Objectives: to explore patients' experiences of an individualised yoga therapy intervention for rheumatoid arthritis (RA), specifically in terms of its acceptability and impact on patient-reported outcomes.

Design: Ten patients took part in a 16 week yoga therapy intervention in a hospital setting, consisting of 10 one-to-one consultations with a yoga therapist followed by two group review sessions. Changes in health (EQ-5D, HADS) were assessed pre- and post-intervention and at 12-month follow-up. In-depth interviews were conducted post-intervention and analysed using thematic analysis.

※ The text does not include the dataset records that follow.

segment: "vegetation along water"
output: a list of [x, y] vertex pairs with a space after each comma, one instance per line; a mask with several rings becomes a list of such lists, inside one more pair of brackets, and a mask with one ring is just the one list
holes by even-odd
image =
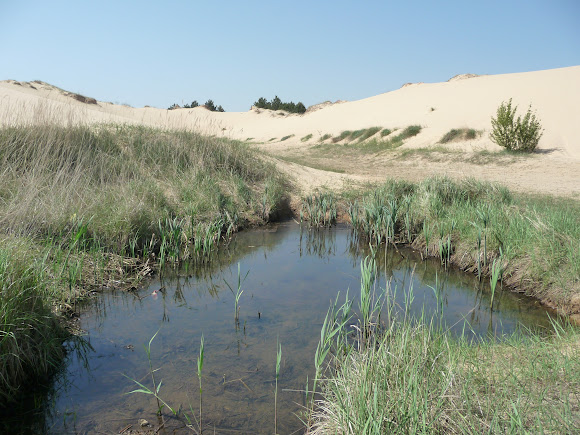
[[[558, 317], [580, 313], [574, 201], [392, 180], [305, 199], [286, 251], [268, 247], [265, 230], [218, 255], [239, 228], [287, 214], [288, 184], [246, 144], [127, 125], [4, 127], [0, 167], [7, 430], [39, 407], [34, 424], [54, 432], [122, 430], [138, 417], [198, 432], [580, 426], [578, 332]], [[354, 232], [320, 237], [340, 217]], [[438, 264], [426, 283], [421, 257]], [[334, 265], [327, 287], [334, 258], [348, 267]], [[307, 272], [293, 269], [301, 262]], [[456, 269], [469, 272], [457, 275], [468, 290], [450, 289]], [[87, 310], [93, 292], [102, 296]], [[88, 337], [72, 338], [80, 328]]]

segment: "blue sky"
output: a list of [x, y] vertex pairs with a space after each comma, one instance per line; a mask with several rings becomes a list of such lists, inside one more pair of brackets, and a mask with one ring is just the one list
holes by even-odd
[[580, 64], [580, 1], [0, 0], [0, 80], [166, 108]]

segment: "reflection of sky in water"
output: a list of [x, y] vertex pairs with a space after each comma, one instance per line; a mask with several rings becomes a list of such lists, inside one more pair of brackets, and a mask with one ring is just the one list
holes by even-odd
[[[331, 300], [347, 289], [355, 299], [360, 289], [357, 245], [346, 228], [320, 233], [288, 223], [269, 230], [240, 233], [224, 255], [232, 264], [206, 271], [204, 278], [154, 280], [139, 292], [106, 294], [85, 313], [81, 325], [94, 352], [88, 355], [90, 373], [73, 360], [68, 387], [56, 404], [52, 431], [118, 432], [139, 418], [156, 423], [152, 396], [127, 393], [136, 388], [130, 376], [146, 385], [148, 362], [143, 345], [160, 329], [152, 344], [160, 395], [172, 406], [198, 408], [196, 358], [205, 337], [203, 371], [204, 422], [213, 433], [272, 433], [276, 341], [282, 344], [279, 379], [279, 432], [301, 428], [294, 413], [304, 403], [306, 377], [312, 379], [314, 350]], [[397, 301], [413, 285], [412, 309], [428, 313], [436, 304], [435, 275], [442, 286], [446, 324], [461, 332], [466, 319], [473, 331], [513, 330], [517, 322], [546, 325], [546, 313], [513, 294], [496, 294], [499, 309], [490, 317], [489, 289], [456, 271], [445, 272], [437, 262], [417, 262], [410, 251], [379, 256], [379, 286], [391, 281]], [[234, 327], [234, 286], [237, 262], [242, 276], [249, 270], [240, 298], [240, 329]], [[414, 272], [413, 272], [414, 271]], [[386, 278], [385, 278], [386, 276]], [[153, 290], [166, 291], [156, 299]], [[431, 308], [429, 308], [431, 307]], [[260, 313], [260, 315], [258, 314]], [[133, 348], [131, 348], [131, 346]], [[128, 347], [128, 348], [127, 348]], [[65, 417], [65, 413], [69, 413]], [[168, 428], [180, 423], [169, 419]], [[167, 432], [169, 433], [169, 432]]]

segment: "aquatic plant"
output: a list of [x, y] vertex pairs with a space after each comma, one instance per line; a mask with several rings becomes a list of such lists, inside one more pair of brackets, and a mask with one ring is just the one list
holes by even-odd
[[274, 390], [274, 434], [278, 433], [278, 377], [280, 376], [280, 362], [282, 361], [282, 345], [278, 342], [276, 352], [276, 388]]
[[300, 219], [311, 227], [330, 227], [336, 222], [336, 200], [332, 193], [315, 193], [302, 201]]
[[239, 307], [239, 301], [240, 301], [240, 297], [242, 296], [242, 293], [244, 293], [244, 291], [242, 290], [242, 284], [246, 280], [246, 278], [248, 277], [248, 274], [249, 273], [250, 273], [250, 271], [248, 270], [246, 272], [246, 275], [244, 275], [244, 278], [242, 278], [242, 275], [241, 275], [241, 272], [240, 272], [240, 263], [238, 263], [238, 283], [237, 283], [237, 286], [236, 286], [236, 289], [235, 290], [224, 279], [224, 282], [226, 283], [226, 285], [228, 286], [228, 288], [230, 289], [230, 291], [234, 295], [234, 321], [236, 323], [236, 327], [237, 328], [240, 325], [240, 307]]
[[491, 276], [489, 277], [489, 284], [491, 286], [491, 300], [489, 302], [489, 308], [493, 311], [493, 298], [495, 296], [495, 288], [497, 286], [497, 282], [502, 275], [502, 261], [501, 256], [499, 258], [495, 258], [493, 260], [493, 264], [491, 266]]
[[205, 346], [203, 341], [203, 334], [201, 335], [201, 344], [199, 347], [199, 357], [197, 358], [197, 379], [199, 380], [199, 433], [203, 433], [203, 389], [201, 386], [201, 373], [203, 371], [203, 356]]
[[145, 353], [147, 354], [147, 361], [149, 362], [149, 375], [151, 376], [151, 383], [153, 384], [153, 389], [146, 387], [138, 380], [133, 379], [132, 377], [124, 374], [123, 376], [125, 376], [127, 379], [130, 379], [135, 384], [137, 384], [139, 387], [141, 387], [141, 388], [138, 388], [136, 390], [129, 391], [126, 394], [142, 393], [142, 394], [151, 395], [151, 396], [155, 397], [155, 400], [157, 401], [157, 415], [162, 416], [162, 411], [163, 411], [164, 406], [167, 407], [167, 409], [169, 409], [173, 415], [177, 415], [177, 410], [174, 410], [171, 406], [169, 406], [167, 404], [167, 402], [165, 402], [161, 398], [161, 396], [159, 395], [159, 390], [161, 389], [161, 384], [163, 383], [163, 380], [161, 380], [159, 383], [157, 383], [155, 380], [155, 372], [158, 369], [153, 369], [153, 363], [151, 361], [151, 343], [153, 342], [155, 337], [157, 337], [157, 334], [159, 334], [159, 331], [160, 331], [160, 329], [158, 329], [157, 332], [155, 334], [153, 334], [153, 337], [151, 337], [147, 346], [143, 346], [145, 348]]

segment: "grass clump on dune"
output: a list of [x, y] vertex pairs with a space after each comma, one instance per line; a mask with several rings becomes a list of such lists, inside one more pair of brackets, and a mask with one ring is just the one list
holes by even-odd
[[381, 131], [381, 127], [363, 128], [363, 129], [354, 130], [354, 131], [345, 130], [342, 133], [340, 133], [340, 135], [334, 137], [332, 139], [332, 142], [337, 143], [337, 142], [340, 142], [343, 140], [347, 140], [348, 142], [352, 142], [354, 140], [357, 140], [357, 142], [360, 143], [360, 142], [367, 140], [371, 136], [374, 136], [379, 131]]
[[207, 261], [284, 195], [244, 143], [128, 125], [4, 127], [0, 167], [0, 402], [56, 365], [58, 313], [89, 290]]
[[473, 128], [451, 129], [443, 135], [439, 143], [449, 143], [459, 140], [472, 140], [477, 137], [478, 133]]

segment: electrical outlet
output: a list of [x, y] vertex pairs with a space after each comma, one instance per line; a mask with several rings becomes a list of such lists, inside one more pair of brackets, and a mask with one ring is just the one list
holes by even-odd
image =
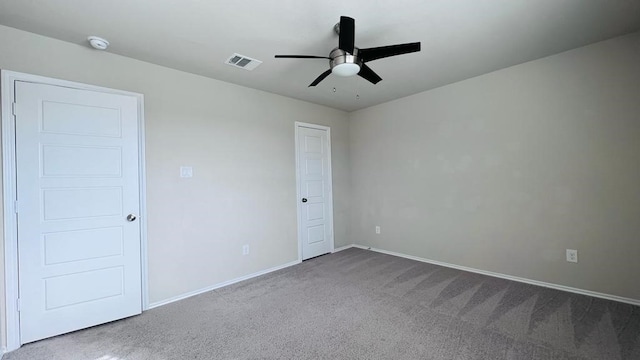
[[577, 263], [578, 262], [578, 250], [567, 249], [567, 261]]
[[242, 245], [242, 255], [249, 255], [249, 245]]
[[180, 177], [193, 177], [193, 168], [191, 166], [180, 166]]
[[380, 226], [376, 225], [376, 234], [380, 234]]

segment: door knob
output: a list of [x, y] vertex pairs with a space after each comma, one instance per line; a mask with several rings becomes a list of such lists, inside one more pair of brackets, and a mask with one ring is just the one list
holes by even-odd
[[136, 221], [136, 219], [137, 219], [137, 217], [135, 215], [133, 215], [133, 214], [127, 215], [127, 221], [128, 222]]
[[302, 198], [302, 202], [307, 202], [307, 198]]

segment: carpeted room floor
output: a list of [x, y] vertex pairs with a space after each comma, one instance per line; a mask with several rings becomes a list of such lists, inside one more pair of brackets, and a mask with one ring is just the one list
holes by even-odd
[[6, 360], [640, 359], [640, 307], [361, 249]]

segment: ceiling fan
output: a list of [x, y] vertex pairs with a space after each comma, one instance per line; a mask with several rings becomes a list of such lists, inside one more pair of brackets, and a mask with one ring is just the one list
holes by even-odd
[[369, 66], [367, 62], [420, 51], [420, 43], [407, 43], [389, 46], [380, 46], [367, 49], [355, 47], [355, 20], [348, 16], [341, 16], [340, 22], [334, 26], [338, 33], [338, 47], [331, 50], [329, 56], [314, 55], [276, 55], [276, 58], [291, 59], [329, 59], [329, 70], [318, 76], [309, 86], [316, 86], [329, 74], [338, 76], [358, 75], [373, 84], [382, 80]]

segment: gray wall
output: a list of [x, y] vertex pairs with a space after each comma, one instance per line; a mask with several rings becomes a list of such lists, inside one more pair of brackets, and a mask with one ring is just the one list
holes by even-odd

Results: Attendance of the 1-to-1 sessions was high (98 %) and all participants reported strong commitment to their personalised home practice. There were significant improvements in measures of depression, anxiety, pain, quality of life and general health at post-intervention and 12-months (p < 0.05). In interviews, all but one participant reported positive changes to their symptoms and several reported reductions in their medication and broader benefits such as improved sleep, mood and energy, enabling re-engagement with life. The personally tailored nature of the practice and perceived benefits were key motivational factors. Particular value was placed on the therapeutic function of the consultation and provision of tools to manage stress and build resilience.

Conclusion: This yoga therapy intervention was positively received by patients with RA, with high levels of adherence to both the treatments and tailored home practice. The findings suggest that yoga therapy has potential as an adjunct therapy to improve RA symptoms, increase self-care behaviours and manage stress and negative affect such as anxiety. A larger multi-centre study is therefore warranted.